Toumani grew up in a close-knit Armenian community in New Jersey where Turkish restaurants were shunned and products made in Turkey were boycotted. At the Armenian camp she attended near Boston each summer, songs about battling the Turks were sung around the campfire in place of Kumbaya. The source of this enmity was the Armenian genocide of 1915 at the hands of the Ottoman Turkish government, and Turkey’s refusal to acknowledge it. A century onward, Armenian and Turkish lobbies spend hundreds of millions of dollars to convince governments, courts and scholars of their clashing versions of history.
Frustrated by her community’s all-consuming campaigns for genocide recognition, Toumani leaves a promising job at the New York Times and moves to Istanbul. Is reconciliation possible, she wonders, without agreeing on what happened in 1915? Instead of demonizing Turks, she sets out to understand them, learning to speak Turkish and developing fraught but revealing friendships with Turks and Kurds.
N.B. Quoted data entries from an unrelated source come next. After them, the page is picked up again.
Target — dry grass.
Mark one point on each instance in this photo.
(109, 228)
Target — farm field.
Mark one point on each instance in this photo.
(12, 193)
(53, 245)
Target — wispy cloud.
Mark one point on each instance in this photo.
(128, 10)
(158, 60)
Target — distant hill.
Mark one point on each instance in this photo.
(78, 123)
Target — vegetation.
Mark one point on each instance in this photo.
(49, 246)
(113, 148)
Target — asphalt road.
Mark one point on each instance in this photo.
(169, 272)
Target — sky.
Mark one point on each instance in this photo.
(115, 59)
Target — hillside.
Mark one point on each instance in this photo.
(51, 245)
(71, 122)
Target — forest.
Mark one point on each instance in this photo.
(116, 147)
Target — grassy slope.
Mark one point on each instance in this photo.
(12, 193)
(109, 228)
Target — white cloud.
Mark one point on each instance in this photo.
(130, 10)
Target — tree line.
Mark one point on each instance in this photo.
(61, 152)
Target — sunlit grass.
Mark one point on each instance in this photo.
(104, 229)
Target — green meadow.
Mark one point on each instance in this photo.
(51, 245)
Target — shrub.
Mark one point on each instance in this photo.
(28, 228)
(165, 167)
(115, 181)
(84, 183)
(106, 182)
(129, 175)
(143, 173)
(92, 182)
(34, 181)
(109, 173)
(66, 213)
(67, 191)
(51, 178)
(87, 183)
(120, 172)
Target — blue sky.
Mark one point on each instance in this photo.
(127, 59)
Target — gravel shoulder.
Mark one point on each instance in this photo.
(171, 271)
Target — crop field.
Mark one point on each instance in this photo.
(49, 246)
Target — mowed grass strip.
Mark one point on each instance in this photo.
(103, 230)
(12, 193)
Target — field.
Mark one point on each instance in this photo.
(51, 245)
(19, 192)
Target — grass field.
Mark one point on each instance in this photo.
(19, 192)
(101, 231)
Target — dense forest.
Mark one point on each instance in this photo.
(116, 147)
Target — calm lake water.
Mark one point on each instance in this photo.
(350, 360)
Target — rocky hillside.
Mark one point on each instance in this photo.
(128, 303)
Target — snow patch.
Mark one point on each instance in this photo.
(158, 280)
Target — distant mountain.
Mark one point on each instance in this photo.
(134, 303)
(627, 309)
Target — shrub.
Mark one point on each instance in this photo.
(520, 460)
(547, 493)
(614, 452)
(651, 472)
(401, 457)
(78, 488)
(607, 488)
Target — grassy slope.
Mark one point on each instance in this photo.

In a series of extraordinary encounters over the course of four years, she tries to talk about the Armenian issue, finding her way into conversations that are taboo and sometimes illegal. Along the way, we get a snapshot of Turkish society in the throes of change, and an intimate portrait of a writer coming to terms with the issues that drove her halfway across the world.
In this far-reaching quest, told with eloquence and power, Toumani probes universal questions: how to belong to a community without conforming to it, how to acknowledge a tragedy without exploiting it, and most importantly how to remember a genocide without perpetuating the kind of hatred that gave rise to it in the first place.